People seem to be a little confused about what "Miranda" means. You do not have "Miranda Rights". "Miranda" is a "warning". A procedural issue. Also, you do not have a "right" to be given a "Miranda Warning". The Miranda Warning covers your 5th and 6th Amendment rights (and technically, 14th, probably). There is no need for police to advise you that you are under arrest and of what your 5th and 6th Amendment rights are, to allow a statement to be admissible, unless you are in custody AND they are asking questions of you, the answers to which they want to use against you in the future.
So when you shoot someone in a justified shooting, if you tell the responding officers NOTHING, as Badge130 points out, you will very likely be arrested and taken to the station and booked if there is probable cause to believe a crime was committed and you committed it. "Probable Cause" does NOT mean a "certainty" or "beyond a reasonable doubt". THEN you can call a lawyer, hours later.
So if you're at your house and the police get there and they find you there and a dead guy laying on the floor with half his head gone and you say nothing, invoking your 5th amendment right against self-incrimination, they are going to first secure you in handcuffs. They are then going to look for other suspects in your house to make sure it is safe. Then they're going to secure any weapons they find. Then they're going to get a search warrant and search EVERYTHING in your house looking for identification, guns, ammunition, anything to suggest a motive, identity of the dead guy, etc. In other words, if your wife has any toys in the nightstand or if you have any embarrassing items at all, they're going to find them and probably make jokes about them, cops being cops..... And it's all going to be on video most likely. God help you if you have any questionable stuff, like a little bit of weed or an unregistered pistol and they find it. You'll be charged with it after a perfectly justified shooting.
On the other hand, if you were involved in a shooting at a liquor store and you invoke your 5th amendment rights immediately and say NOTHING, and the store owner or any witnesses are still alive, they're going to tell the cops: "That guy came in behind me, then someone else came in and announced a holdup and pointed a gun at the clerk. That guy produced a gun from somewhere and shot the bad guy in the back of the head."
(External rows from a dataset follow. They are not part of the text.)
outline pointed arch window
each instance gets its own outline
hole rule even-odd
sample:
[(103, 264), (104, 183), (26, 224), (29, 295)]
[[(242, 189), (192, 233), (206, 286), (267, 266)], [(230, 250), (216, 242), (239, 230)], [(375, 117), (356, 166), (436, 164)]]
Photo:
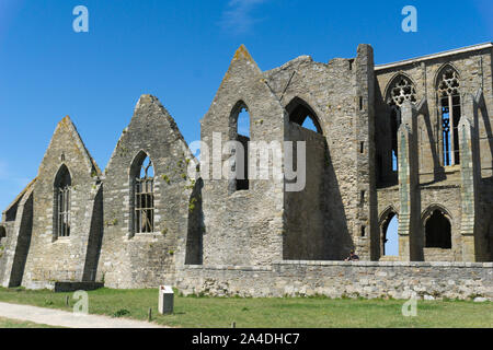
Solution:
[(286, 106), (286, 110), (289, 113), (290, 122), (298, 124), (306, 129), (323, 135), (319, 117), (308, 105), (308, 103), (301, 98), (293, 98), (293, 101)]
[(130, 175), (133, 233), (154, 232), (154, 167), (145, 152), (137, 155)]
[(233, 186), (236, 190), (250, 189), (249, 180), (249, 142), (250, 142), (250, 113), (243, 101), (236, 104), (231, 113), (232, 122), (236, 127), (234, 140), (243, 145), (243, 152), (236, 150)]
[(457, 71), (447, 66), (438, 74), (437, 96), (444, 166), (460, 164), (459, 121), (460, 81)]
[(55, 177), (54, 191), (54, 231), (55, 237), (70, 236), (70, 210), (71, 210), (72, 179), (66, 165), (61, 165)]
[(426, 248), (451, 248), (451, 225), (445, 213), (436, 209), (425, 223)]
[(411, 79), (404, 75), (395, 77), (387, 93), (387, 104), (390, 107), (390, 135), (392, 172), (398, 171), (398, 142), (397, 132), (401, 125), (401, 106), (404, 102), (416, 103), (416, 89)]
Now the police likely do not have probable cause to believe a crime had been committed as far as you shooting the guy, and that you committed it. They will likely detain you and try to determine your identity and then let you go from the scene. Or they MAY let you call your lawyer from the scene so he can tell you: "Just give the cops your name and they'll let you go. That will be $1200.00 please." If, for whatever reason you're STILL not talking weeks afterwards, they can always (in Michigan anyway), get an investigative subpoena from a judge and COMPEL you to talk to the prosecutor, under oath. Or if the bad guy isn't dead, they could get an order from a judge to hold you in custody as a "material witness" until your testimony is no longer needed.